Ces carrelets sont le plus souvent un simple mât avec un treuil servant à remonter le filet. Henri Clouzot, dans « Les Plages d’Or », s’est plu à nous décrire les mystifications auxquelles se livrent les pêcheurs aux dépens des badauds.

Un genre de sport fort en honneur consiste à dauber les profanes, infatigables donneurs de conseils. Le pêcheur facétieux fait de la fantaisie. Par exemple, au lieu de remonter vivement son engin pour empêcher le poisson de s’échapper, il tire à petits coups, s’arrêtant pour causer ou allumer une cigarette. La galerie s’esclaffe. Le plus amusant c’est que tout en faisant son possible pour ne rien prendre, le mystificateur remonte parfois son filet à demi-plein de mulets.

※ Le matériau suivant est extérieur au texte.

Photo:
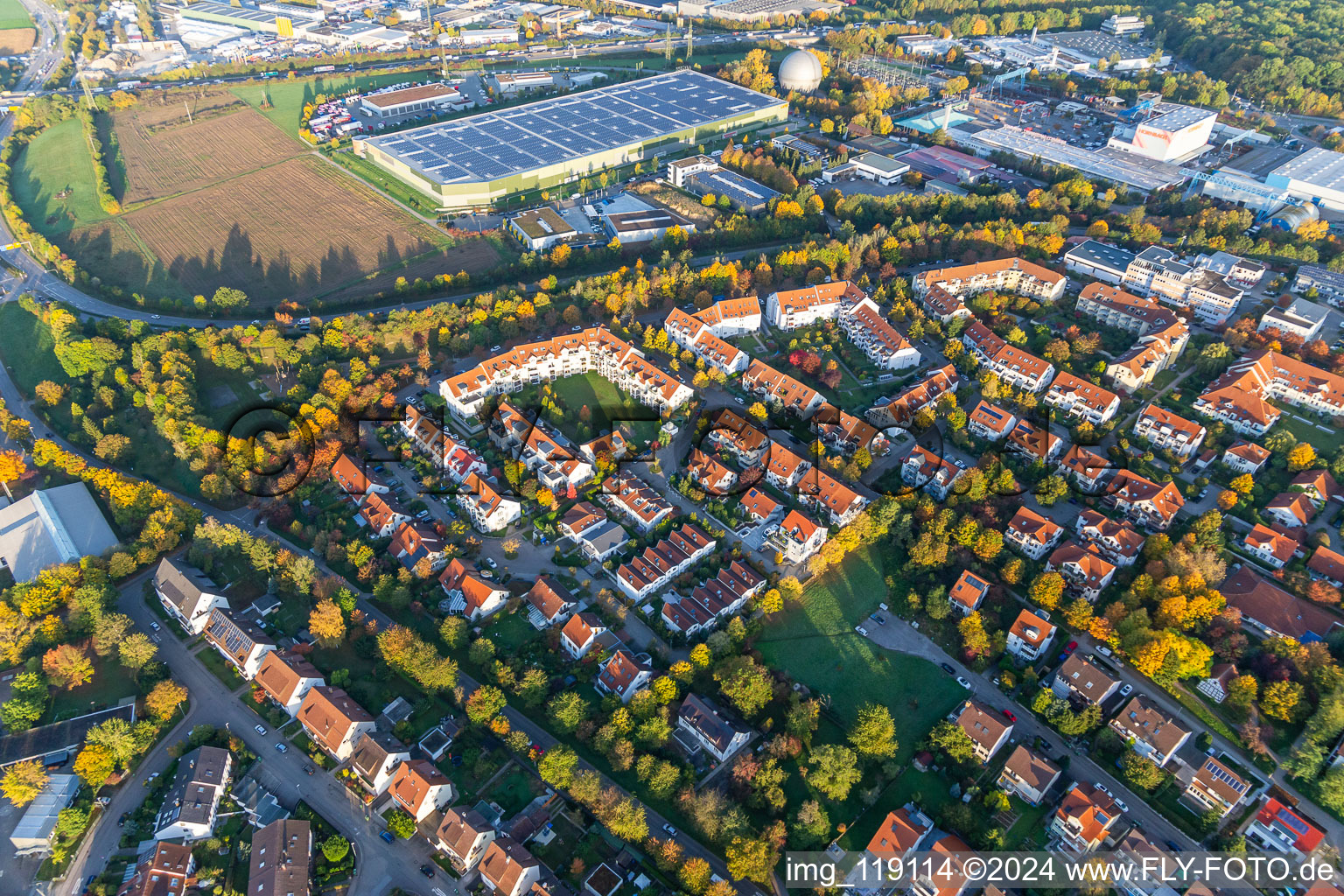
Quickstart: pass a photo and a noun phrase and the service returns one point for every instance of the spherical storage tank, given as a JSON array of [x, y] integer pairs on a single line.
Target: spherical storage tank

Les premiers carrelets sur ponton furent des « carrelets de notables ». Construits par des charpentiers professionnels, ils étaient en général gardés et entretenus par un ancien pêcheur retraité, qui s’y livrait à la pêche en l’absence du propriétaire. Par la suite, chaque avancée sociale et chaque augmentation du « temps libre » a amené une démocratisation du carrelet. Ouvriers, employés, retraités accèdent au carrelet. L’autoconstruction se développe, favorisée par l’élévation du niveau de vie et l’allongement du temps de loisir. Sur les carrelets à ponton, le plaisir de la pêche se diversifie. Ce n’est plus seulement l’attrait de la pêche en elle-même. Le pêcheur au carrelet peut se livrer à la méditation et à la contemplation de la mer, tout en remontant son filet de temps en temps. C’est cette détente face à la mer « toujours renouvelée » qui constitue alors le plaisir du carrelet.

 

Les cabanes sont également un lieu de réunion, en famille ou entre amis, surtout lorsqu’elles sont dotées d’un certain confort. Le carrelet est devenu une sorte de résidence secondaire, un lieu de détente et de convivialité et remplit alors un rôle similaire à celui des « jardins ouvriers » des banlieues, des cabanons, des palombières, des tonnes de chasse. C’est là un aspect social du carrelet qui a sans doute favorisé son développement dans les années 50. La venue de nouvelles formes de loisirs, notamment la télévision et l’essor de l’automobile, est peut-être la cause d’une certaine désaffection du carrelet dans les dernières décennies. Une nouvelle motivation est actuellement en train de naître et fait apparaître une nouvelle sorte d’amoureux des carrelets : les défenseurs du patrimoine. La quasi-destruction des carrelets lors des dernières tempêtes a fait prendre conscience de la place qu’ils avaient pris dans le paysage côtier saintongeais. Et les propriétaires actuels cherchent en les reconstruisant, non seulement à retrouver le plaisir ancien, mais aussi à conserver les éléments d’un patrimoine né il y a un siècle, qui se rattache néanmoins à une vieille tradition.

 
Pecheur

Propos de pêcheurs :

Point d’appâts dans le filet. Le poisson se prendra tout seul; on remonte de temps à autre le filet, pour voir, si par hasard… On ne pêche pas au carrelet pour vendre son poisson ou pour se nourrir. C’est un loisir tranquille, un havre de paix et de méditation. C’est une philosophie ! (M. L.)

Les pêcheurs des carrelets, surtout les Michelais, ne sont pas des professionnels. Quand ils ont pêché une cuisine d'éperlans, quatre mulets ou une demi-douzaine de gâtes, ils sont heureux… Le carrelet n’est pas seulement une installation de pêche, c’est un lieu convivial où l’on reçoit ses amis pour un café, un apéritif, où l’on fait la lecture ou de longues siestes…(L. R.)

Ce que j’apprécie le plus, c’est la convivialité qui existe entre les propriétaires de carrelets… Je n’attrape pas quelque chose à tous les coups mais ça ne fait rien. J’aime être ici tout simplement… Venir lire quelques heures sur les bords de l’estuaire c’est vraiment extraordinaire, on se ressource comme nulle part ailleurs (G. F.)